Conservées plus d’une soixantaine d’années, les œuvres du couple Szafran, dont une trentaine signée de l’artiste, font l’objet de quatre-vingts lots proposés à la vente par Sotheby’s dans la capitale française pour une estimation totale autour de 1,5 million d’euros. « C’est une vente hommage qui retrace l’évolution de [l]a carrière [de Sam Szafran] depuis ses toutes premières peintures jusqu’aux dernières, offrant un panorama complet de l’œuvre de cet artiste fascinant, dont un pan de l’histoire se lit aussi à partir de son entourage artistique », explique Guillaume Mallecot, directeur du département art contemporain chez Sotheby’s France.
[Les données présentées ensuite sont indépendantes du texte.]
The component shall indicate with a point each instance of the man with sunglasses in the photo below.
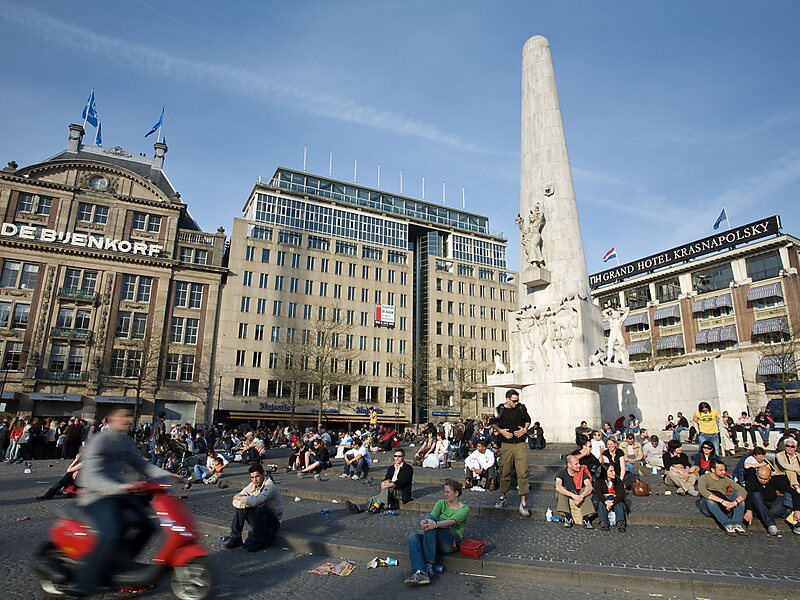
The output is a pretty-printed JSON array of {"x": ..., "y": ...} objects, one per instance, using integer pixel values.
[
  {"x": 769, "y": 497},
  {"x": 396, "y": 485},
  {"x": 511, "y": 429}
]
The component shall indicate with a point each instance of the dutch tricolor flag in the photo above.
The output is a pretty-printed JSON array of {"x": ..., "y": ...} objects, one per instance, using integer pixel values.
[{"x": 612, "y": 253}]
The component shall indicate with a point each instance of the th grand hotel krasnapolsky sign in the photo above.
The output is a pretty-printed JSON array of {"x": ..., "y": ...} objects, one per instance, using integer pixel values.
[{"x": 713, "y": 243}]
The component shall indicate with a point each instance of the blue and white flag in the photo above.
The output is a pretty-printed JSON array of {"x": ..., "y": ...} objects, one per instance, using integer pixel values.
[
  {"x": 158, "y": 124},
  {"x": 90, "y": 111},
  {"x": 722, "y": 217}
]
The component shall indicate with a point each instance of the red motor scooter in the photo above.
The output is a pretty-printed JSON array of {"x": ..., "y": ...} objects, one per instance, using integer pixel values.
[{"x": 180, "y": 555}]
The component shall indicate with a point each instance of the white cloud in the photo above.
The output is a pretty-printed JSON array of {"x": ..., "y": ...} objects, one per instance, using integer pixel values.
[{"x": 226, "y": 78}]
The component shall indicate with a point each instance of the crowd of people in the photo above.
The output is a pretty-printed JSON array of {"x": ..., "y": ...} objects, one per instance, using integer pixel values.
[{"x": 594, "y": 487}]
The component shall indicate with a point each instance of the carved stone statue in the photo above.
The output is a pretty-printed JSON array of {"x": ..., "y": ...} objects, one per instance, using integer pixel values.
[
  {"x": 616, "y": 343},
  {"x": 531, "y": 236}
]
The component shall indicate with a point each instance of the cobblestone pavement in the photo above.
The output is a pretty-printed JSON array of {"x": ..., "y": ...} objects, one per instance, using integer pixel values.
[
  {"x": 643, "y": 550},
  {"x": 239, "y": 574}
]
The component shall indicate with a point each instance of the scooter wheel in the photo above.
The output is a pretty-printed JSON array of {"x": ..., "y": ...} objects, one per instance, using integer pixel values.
[{"x": 193, "y": 581}]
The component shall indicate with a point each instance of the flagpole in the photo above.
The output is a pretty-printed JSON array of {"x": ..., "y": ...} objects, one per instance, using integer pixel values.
[
  {"x": 86, "y": 111},
  {"x": 161, "y": 125}
]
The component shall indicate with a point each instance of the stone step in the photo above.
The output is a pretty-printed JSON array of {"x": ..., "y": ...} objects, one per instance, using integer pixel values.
[{"x": 641, "y": 561}]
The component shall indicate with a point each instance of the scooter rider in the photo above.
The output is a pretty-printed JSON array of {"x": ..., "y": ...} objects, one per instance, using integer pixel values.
[{"x": 111, "y": 468}]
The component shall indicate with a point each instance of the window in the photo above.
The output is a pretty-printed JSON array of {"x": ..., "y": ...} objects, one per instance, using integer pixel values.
[
  {"x": 764, "y": 266},
  {"x": 136, "y": 288},
  {"x": 131, "y": 325},
  {"x": 715, "y": 278},
  {"x": 19, "y": 275},
  {"x": 21, "y": 314},
  {"x": 637, "y": 297},
  {"x": 245, "y": 386},
  {"x": 12, "y": 356},
  {"x": 146, "y": 222},
  {"x": 125, "y": 363},
  {"x": 37, "y": 205},
  {"x": 92, "y": 213}
]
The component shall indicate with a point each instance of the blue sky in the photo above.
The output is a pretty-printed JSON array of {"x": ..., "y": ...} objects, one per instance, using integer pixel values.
[{"x": 671, "y": 109}]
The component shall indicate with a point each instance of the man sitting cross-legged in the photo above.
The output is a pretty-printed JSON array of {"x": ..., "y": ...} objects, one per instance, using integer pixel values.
[
  {"x": 573, "y": 487},
  {"x": 770, "y": 497},
  {"x": 479, "y": 469},
  {"x": 260, "y": 505},
  {"x": 723, "y": 499},
  {"x": 396, "y": 486},
  {"x": 316, "y": 460},
  {"x": 357, "y": 460}
]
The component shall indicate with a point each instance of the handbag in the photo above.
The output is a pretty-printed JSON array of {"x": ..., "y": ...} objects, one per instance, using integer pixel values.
[
  {"x": 641, "y": 488},
  {"x": 473, "y": 547}
]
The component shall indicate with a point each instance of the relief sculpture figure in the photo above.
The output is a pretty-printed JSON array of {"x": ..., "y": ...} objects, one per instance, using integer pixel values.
[
  {"x": 531, "y": 236},
  {"x": 616, "y": 343}
]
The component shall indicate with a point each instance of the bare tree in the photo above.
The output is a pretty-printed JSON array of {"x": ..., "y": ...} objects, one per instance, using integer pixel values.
[
  {"x": 778, "y": 361},
  {"x": 460, "y": 373},
  {"x": 320, "y": 359}
]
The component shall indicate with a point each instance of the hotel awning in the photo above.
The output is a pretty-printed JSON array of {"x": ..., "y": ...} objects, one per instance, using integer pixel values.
[
  {"x": 637, "y": 319},
  {"x": 775, "y": 364},
  {"x": 115, "y": 399},
  {"x": 772, "y": 325},
  {"x": 670, "y": 342},
  {"x": 56, "y": 397},
  {"x": 704, "y": 304},
  {"x": 640, "y": 347},
  {"x": 665, "y": 312},
  {"x": 772, "y": 290}
]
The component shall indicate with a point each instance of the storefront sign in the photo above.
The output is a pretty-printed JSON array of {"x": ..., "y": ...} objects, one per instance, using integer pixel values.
[
  {"x": 719, "y": 241},
  {"x": 83, "y": 240},
  {"x": 274, "y": 407}
]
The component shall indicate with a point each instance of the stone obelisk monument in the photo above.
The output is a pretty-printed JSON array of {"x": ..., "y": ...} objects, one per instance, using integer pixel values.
[{"x": 558, "y": 358}]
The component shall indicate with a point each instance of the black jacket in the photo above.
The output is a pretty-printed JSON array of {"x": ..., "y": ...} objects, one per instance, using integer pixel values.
[
  {"x": 404, "y": 481},
  {"x": 773, "y": 490}
]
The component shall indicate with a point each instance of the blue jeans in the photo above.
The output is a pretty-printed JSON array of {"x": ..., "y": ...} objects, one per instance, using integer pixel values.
[
  {"x": 711, "y": 437},
  {"x": 720, "y": 514},
  {"x": 764, "y": 433},
  {"x": 359, "y": 467},
  {"x": 618, "y": 510},
  {"x": 422, "y": 547},
  {"x": 766, "y": 513},
  {"x": 201, "y": 471}
]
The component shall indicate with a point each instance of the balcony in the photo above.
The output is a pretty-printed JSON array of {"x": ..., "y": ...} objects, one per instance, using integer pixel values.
[
  {"x": 61, "y": 375},
  {"x": 80, "y": 295},
  {"x": 71, "y": 334}
]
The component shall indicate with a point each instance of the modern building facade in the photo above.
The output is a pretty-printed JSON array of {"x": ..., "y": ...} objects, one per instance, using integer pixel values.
[
  {"x": 733, "y": 295},
  {"x": 343, "y": 298},
  {"x": 109, "y": 290}
]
Parmi les lots phares se distinguent L’Atelier avec Lilette, pastel de 1974, estimé de 250 000 à 350 000 euros, ainsi qu’un autre portrait de la femme de l’artiste dans l’atelier, une aquarelle sans titre de 2019, année de la disparition de celui-ci, évaluée entre 70 000 et 100 000 euros.
« LEURS ŒUVRES HABITAIENT LEUR QUOTIDIEN »
Marginalisé par une partie de l’avant-garde « officielle », Sam Szafran (1934-2019) – né à Paris sous le nom de Samuel Berger – a récemment fait l’objet d’une intime et captivante rétrospective au musée de l’Orangerie. Peu exposé de son vivant, cet artiste, qui a échappé à la rafle du Vél’ d’Hiv en 1942, était mis à l’honneur par un parcours très cohérent. Cette reconnaissance tardive a permis de (re)découvrir son travail sériel et sa façon presque obsessionnelle de représenter des lieux clos et des thèmes qui lui étaient chers. Ainsi de son atelier de Malakoff, des cages d’escalier à partir de 1974 ou des verdoyants feuillages de philodendrons à l’ombre desquels sa femme, Lilette, assise dans un fauteuil, se camoufle généralement.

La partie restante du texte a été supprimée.